Mme Jacqueline Dubois appelle l’attention de Mme la ministre du travail sur les difficultés rencontrées par le secteur économique des réparations des appareils électroménagers.

En effet, si un consensus semble se dégager sur le besoin de réparer davantage pour réduire l’empreinte environnementale, les professionnels du secteur constatent cependant une baisse de leur activité et la disparition annuelle de 150 entreprises de réparation.
Le secteur est atteint tant par les destructions d’emplois consécutives aux disparitions des entreprises, la hausse du coût de la main-d’œuvre et du déplacement, que par la baisse du coût de l’électroménager.
Une étude de l’Agence de l’environnement et de la maîtrise de l’énergie projette une disparition de plus de 90 % des entreprises de réparation électroménager, soit la perte de 1 700 emplois, dans les huit prochaines années.
Pour enrayer cette chute l’ADEME conclut son rapport par une proposition visant à classer la réparation des appareils électroménagers comme service à la personne permettant ainsi aux consommateurs de couvrir une partie du coût de la réparation par le dispositif du chèque emploi service.
Dans ce contexte, elle lui demande si de telles dispositions sont envisagées afin de mieux répondre aux enjeux de développement durable et préserver l’avenir de cette profession.

 

Question écrite n° 7134
publiée au JO le : 03/04/2018
de Mme Jacqueline Dubois
(La République en Marche – Dordogne )
Question écrite au Ministre du Travail
Réponse du Mme la ministre du travail, publiée le 4 décembre 2018

Les activités de services à la personne (SAP) susceptibles de bénéficier du crédit d’impôt prévu par le code général des impôts sont limitativement énumérées à l’article D. 7231-1 du code du travail. Le petit bricolage dit « homme toutes mains » figure parmi ces activités. Cependant, le petit bricolage doit se limiter à des interventions élémentaires ne nécessitant pas de savoir-faire professionnel et générant une durée d’intervention très courte, qui ne doit pas dépasser deux heures. En effet, cette activité ne doit pas concurrencer celle des artisans travaillant dans les différents domaines que recouvre le petit bricolage, ceux-ci étant soumis à des contraintes de qualification dont sont exonérés les entrepreneurs effectuant des travaux de petit bricolage.

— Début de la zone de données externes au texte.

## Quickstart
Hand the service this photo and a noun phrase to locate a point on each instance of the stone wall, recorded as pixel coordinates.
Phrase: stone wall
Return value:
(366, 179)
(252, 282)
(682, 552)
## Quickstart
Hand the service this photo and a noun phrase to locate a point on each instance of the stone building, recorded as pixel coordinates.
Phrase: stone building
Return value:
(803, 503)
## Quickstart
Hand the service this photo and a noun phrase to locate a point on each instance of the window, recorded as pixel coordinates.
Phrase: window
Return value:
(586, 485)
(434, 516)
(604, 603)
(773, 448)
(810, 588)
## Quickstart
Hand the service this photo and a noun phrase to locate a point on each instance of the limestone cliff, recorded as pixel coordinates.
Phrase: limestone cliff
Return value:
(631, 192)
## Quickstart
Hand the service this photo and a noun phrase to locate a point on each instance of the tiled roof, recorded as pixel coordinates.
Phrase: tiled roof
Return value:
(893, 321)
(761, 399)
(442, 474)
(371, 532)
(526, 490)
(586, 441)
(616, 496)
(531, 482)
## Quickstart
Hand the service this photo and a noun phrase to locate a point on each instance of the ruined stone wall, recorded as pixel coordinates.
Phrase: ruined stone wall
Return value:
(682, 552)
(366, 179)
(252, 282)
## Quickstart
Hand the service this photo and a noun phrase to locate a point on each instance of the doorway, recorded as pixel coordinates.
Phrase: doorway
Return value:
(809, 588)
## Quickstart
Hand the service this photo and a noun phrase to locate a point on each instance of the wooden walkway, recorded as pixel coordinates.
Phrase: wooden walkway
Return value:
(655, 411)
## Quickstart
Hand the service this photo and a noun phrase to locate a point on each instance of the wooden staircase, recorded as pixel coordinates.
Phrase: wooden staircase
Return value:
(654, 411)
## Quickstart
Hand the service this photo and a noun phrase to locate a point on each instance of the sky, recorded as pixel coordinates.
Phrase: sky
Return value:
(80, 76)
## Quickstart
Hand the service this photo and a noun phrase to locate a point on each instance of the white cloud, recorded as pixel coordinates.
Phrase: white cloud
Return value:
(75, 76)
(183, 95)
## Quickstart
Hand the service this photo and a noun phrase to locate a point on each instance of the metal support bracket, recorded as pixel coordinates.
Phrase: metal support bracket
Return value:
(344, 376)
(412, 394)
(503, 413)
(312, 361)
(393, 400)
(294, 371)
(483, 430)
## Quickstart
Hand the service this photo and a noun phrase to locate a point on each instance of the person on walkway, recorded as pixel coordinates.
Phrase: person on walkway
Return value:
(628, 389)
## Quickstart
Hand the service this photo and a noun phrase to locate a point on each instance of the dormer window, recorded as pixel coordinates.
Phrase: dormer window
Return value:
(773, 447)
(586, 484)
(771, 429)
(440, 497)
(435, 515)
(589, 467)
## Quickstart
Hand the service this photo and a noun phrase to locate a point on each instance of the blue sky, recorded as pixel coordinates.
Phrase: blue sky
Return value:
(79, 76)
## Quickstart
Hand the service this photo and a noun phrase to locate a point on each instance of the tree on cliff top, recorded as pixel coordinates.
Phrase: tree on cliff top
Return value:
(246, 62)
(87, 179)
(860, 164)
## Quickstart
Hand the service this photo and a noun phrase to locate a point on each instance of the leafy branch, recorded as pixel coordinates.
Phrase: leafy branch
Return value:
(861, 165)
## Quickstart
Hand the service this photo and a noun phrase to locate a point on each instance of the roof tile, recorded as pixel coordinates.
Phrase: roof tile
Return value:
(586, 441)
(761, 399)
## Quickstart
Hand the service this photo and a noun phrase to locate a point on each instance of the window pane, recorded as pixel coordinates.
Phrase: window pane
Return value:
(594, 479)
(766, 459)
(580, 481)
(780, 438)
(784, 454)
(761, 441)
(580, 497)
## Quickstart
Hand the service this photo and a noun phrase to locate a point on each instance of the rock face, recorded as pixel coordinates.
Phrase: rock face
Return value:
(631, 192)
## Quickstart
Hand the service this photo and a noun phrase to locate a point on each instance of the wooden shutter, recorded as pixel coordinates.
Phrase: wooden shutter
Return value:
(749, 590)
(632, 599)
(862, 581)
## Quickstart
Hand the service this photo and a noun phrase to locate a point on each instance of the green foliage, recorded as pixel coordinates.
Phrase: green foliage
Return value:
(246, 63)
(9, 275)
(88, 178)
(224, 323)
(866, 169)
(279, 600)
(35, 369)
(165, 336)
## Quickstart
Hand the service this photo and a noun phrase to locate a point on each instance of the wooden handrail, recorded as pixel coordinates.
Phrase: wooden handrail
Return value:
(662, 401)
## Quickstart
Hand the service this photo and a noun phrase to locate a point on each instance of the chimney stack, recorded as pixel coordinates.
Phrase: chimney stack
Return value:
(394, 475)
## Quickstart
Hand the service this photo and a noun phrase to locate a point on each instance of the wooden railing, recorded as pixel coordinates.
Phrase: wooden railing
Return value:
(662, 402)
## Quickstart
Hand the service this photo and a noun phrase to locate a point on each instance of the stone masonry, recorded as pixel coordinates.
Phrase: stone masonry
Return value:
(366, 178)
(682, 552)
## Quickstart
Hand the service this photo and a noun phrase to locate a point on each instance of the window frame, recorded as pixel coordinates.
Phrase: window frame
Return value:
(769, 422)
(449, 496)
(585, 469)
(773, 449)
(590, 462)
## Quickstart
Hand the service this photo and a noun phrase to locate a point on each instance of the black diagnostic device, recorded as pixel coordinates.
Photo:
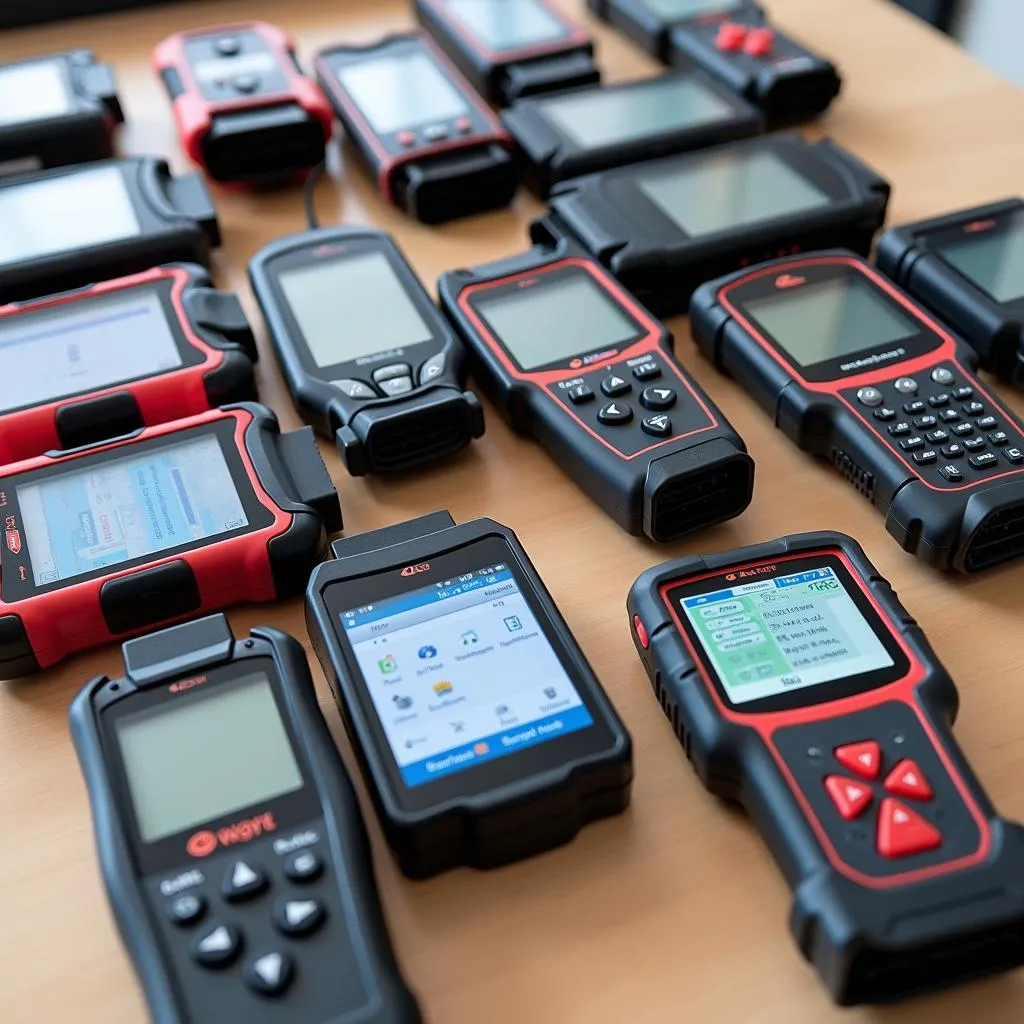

En outre, les opérateurs de SAP sont soumis à une condition d’activité exclusive qui les oblige, s’ils souhaitent opérer en dehors du champ fiscal des services à la personne, à créer une structure juridique indépendante. Dans ces conditions, ouvrir l’activité de professionnels non spécialistes des SAP à ce secteur d’activité les soumettrait à des contraintes supplémentaires pour pouvoir exercer. Enfin, la création d’une nouvelle activité de services à la personne ne manquerait pas d’avoir un impact sur les finances publiques dès lors que celle-ci générerait un crédit d’impôt pour les clients. Dans ces conditions, toute modification du code du travail sur ce point nécessite d’être inscrite en loi de finances. La proposition formulée, qui est en lien avec la problématique de l’obsolescence programmée, relève plutôt d’une réflexion globale sur la durée de vie et la réparabilité des biens proposés aux consommateurs par les professionnels. Aussi, à l’heure actuelle, il ne peut être envisagé de considérer la réparation d’électroménager comme une activité de services à la personne.